Spoken by Willy Loman in Act Two of "Death Of A Salesman" by Arthur Miller, this work is the agonising story of one man's struggle for conception of self and what he sees as the successful life, contrasted against what is his actuality.

FOR WHOM THE BELL TOLLS: (9 & 10)
There is only now, and if two days is your life, then everything in it will be in proportion. This is how you live a life in two days. And if you stop complaining and asking for what you will never get, you will have a good life."
For Whom the Bell Tolls" by Ernest Hemingway is the story of a young American in the International Brigades during the Spanish Civil War. These words are spoken by the main character, Robert Jordan, in chapter thirteen, after he and Maria have made love in the heather. Dear me, how prickly.
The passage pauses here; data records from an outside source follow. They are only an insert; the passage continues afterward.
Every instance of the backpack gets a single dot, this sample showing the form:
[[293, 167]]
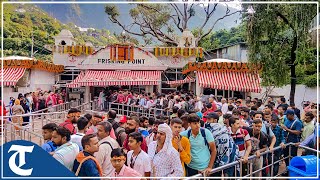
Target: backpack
[[203, 133], [66, 123], [106, 142], [52, 146], [227, 150], [188, 107], [118, 130], [158, 106], [42, 104], [269, 138], [165, 103]]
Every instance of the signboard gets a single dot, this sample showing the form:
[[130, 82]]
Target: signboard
[[109, 61], [142, 60]]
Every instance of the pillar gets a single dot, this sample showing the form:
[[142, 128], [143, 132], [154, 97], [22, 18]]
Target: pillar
[[87, 94], [149, 89], [199, 90], [159, 87]]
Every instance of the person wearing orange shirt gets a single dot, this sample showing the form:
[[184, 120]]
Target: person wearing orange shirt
[[180, 143]]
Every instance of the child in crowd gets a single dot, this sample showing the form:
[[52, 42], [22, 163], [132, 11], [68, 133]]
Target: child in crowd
[[118, 159], [138, 159], [47, 130]]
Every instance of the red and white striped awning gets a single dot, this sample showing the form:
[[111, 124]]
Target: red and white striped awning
[[11, 75], [235, 81], [185, 80], [75, 83], [114, 78]]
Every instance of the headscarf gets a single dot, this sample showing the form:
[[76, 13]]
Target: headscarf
[[17, 102], [168, 142]]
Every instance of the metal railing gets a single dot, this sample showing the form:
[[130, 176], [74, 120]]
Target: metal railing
[[59, 107], [123, 109], [238, 163], [32, 131]]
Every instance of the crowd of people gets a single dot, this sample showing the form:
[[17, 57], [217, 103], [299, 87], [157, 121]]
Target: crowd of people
[[31, 102], [199, 135]]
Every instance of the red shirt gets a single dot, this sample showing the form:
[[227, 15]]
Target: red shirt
[[68, 124], [144, 146], [207, 112], [120, 98]]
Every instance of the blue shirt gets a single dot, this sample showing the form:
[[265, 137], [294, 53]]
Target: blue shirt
[[144, 132], [88, 169], [297, 126], [199, 150], [264, 129], [278, 132], [199, 114], [49, 146]]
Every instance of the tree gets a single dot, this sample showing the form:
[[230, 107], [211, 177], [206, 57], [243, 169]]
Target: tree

THE GLASS MENAGERIE: (11 & 12)
"I pass the lighted windows of a shop where perfume is sold. The window is filled with pieces of broken glass, tiny transparent bottles in delicate colours, like bits of a shattered rainbow. Then all at once my sister touches my shoulder.. Oh Laura, Laura, I tried to leave you behind me, but I am more faithful than I intended to be!...I speak to the nearest stranger, anything that can blow your candles out!...Blow out your candles, Laura - and so goodbye."
This work by Tennessee Williams tells of a family trapped in destructive behaviour patterns. The quote is from Tom, many years later, long after he has left the home of his youth, turning his back on them all.

THE GREAT GATSBY: (13 & 14)
If it wasn't for the mist we could see your home across the bay...You always have a green light that burns all night at the end of your dock.
The main theme in "The Great Gatsby" by F. Scott Fitzgerald is that which runs through many of the mighty American novels - that of the disillusionment of the great American Dream. For Gatsy, in this novel, Daisy represents this dream and its disillusionment.

 HENRY V: (15 & 16)
 "I see you stand like greyhounds in the slips, Straining upon the start. The games afoot: Follow your spirit; and upon this charge, Cry 'God for Harry! England and Saint George!
This stirring speech is from Shakespeare's Henry V, Act 3, Scene I. Another jolly battle and more blood and guts. Tallyho, boys!

THE IMPORTANCE OF BEING ERNEST: (17 & 18)
"To lose one parent, Mr Worthing, may be regarded as a misfortune; to lose both looks like carelessness.
Written by the brilliant Oscar Wilde, these words are spoken by Lady Bracknell in Act One of "The Importance of Being Ernest". This amusing and clever play deals with several characters maintaining false identities to avoid all the rigid social and moral expectations of that time in Victorian England. And didn't poor old Oscar find that out big time.

ONE FLEW OVER THE CUCKOO'S NEST: (19 & 20)
"What worries me, Billy," she said - I could hear the change in her voice - "is how your mother is going to take this.
"One Flew Over the Cuckoo's Nest" by Ken Kesey is a powerful novel about the individual's struggle against the authority and repression and conformity that society demands - symbolised in the book by one man's struggle against the nurse in control of an insane asylum.